Renan, Souvenirs d'enfance et de jeunesse.
[Début]
Visite à l'Acropole
« J'ai vu, du haut de l'Acropolis, le soleil se lever entre les deux cimes du mont Hymette ; les corneilles, qui nichent autour de la citadelle mais qui ne franchissent jamais son sommet, planaient au-dessous de nous ; leurs ailes noires et lustrées étaient glacées de rose par les premiers reflets du jour ; des colonnes de fumée bleue et légère montaient dans l'ombre le long des flancs de l'Hymette et annonçaient les parcs ou les chalets des abeilles ; Athènes, l'Acropolis et les débris du Parthénon se coloraient de la plus belle teinte de la fleur du pêcher ; les sculptures de Phidias, frappées horizontalement d'un rayon d'or, s'animaient et semblaient se mouvoir sur le marbre par la mobilité des ombres du relief ; au loin, la mer et le Pirée étaient tout blancs de lumière ; et la citadelle de Corinthe, renvoyant l'éclat du jour nouveau, brillait sur l'horizon du couchant comme un rocher de pourpre et de feu.
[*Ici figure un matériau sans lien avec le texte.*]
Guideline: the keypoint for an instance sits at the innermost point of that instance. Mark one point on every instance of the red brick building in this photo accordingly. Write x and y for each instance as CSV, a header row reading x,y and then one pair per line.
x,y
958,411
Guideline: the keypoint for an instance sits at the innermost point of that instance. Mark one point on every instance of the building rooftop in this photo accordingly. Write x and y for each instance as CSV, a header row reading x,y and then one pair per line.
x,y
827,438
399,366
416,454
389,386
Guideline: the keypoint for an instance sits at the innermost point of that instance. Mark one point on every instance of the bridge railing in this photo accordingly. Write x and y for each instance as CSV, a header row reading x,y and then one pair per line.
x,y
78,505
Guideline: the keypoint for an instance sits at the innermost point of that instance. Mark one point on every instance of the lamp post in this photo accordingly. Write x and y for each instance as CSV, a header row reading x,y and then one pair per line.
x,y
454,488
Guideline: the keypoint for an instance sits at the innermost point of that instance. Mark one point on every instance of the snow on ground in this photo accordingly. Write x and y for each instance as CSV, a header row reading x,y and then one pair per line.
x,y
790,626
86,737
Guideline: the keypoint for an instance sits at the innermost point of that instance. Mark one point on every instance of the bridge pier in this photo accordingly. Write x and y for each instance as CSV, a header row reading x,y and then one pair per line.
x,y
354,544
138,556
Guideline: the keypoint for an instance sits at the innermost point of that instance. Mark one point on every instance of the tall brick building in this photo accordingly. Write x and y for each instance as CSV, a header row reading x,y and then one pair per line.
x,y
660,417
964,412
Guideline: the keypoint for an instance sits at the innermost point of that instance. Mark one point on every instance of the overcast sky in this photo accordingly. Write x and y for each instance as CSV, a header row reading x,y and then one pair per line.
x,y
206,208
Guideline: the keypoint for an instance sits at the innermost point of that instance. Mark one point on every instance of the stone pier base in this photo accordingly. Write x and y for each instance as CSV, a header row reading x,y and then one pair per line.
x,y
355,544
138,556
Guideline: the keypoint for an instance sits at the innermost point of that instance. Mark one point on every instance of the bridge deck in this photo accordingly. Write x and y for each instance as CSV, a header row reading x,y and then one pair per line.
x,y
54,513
« Du lieu où nous étions placés, nous aurions pu voir, dans les beaux jours d'Athènes, les flottes sortir du Pirée pour combattre l'ennemi ou pour se rendre aux fêtes de Délos ; nous aurions pu entendre éclater au théâtre de Bacchus les douleurs d'Œdipe, de Philoctète et d'Hécube ; nous aurions pu ouïr les applaudissements des citoyens aux discours de Démosthène. Mais hélas ! aucun son ne frappait notre oreille. À peine quelques cris échappés à une populace esclave sortaient par intervalles de ces murs qui retentirent si longtemps de la voix d'un peuple libre. Je me disais, pour me consoler, ce qu'il faut se dire sans cesse : Tout passe, tout finit dans ce monde. Où sont allés les génies divins qui élevèrent le temple sur les débris duquel j'étais assis ? Ce soleil qui peut-être éclairait les derniers soupirs de la pauvre fille de Mégare, avait vu mourir la brillante Aspasie. Ce tableau de l'Attique, ce spectacle que je contemplais, avait été contemplé par des yeux fermés depuis deux mille ans. »
Chateaubriand, Itinéraire de Paris à Jérusalem.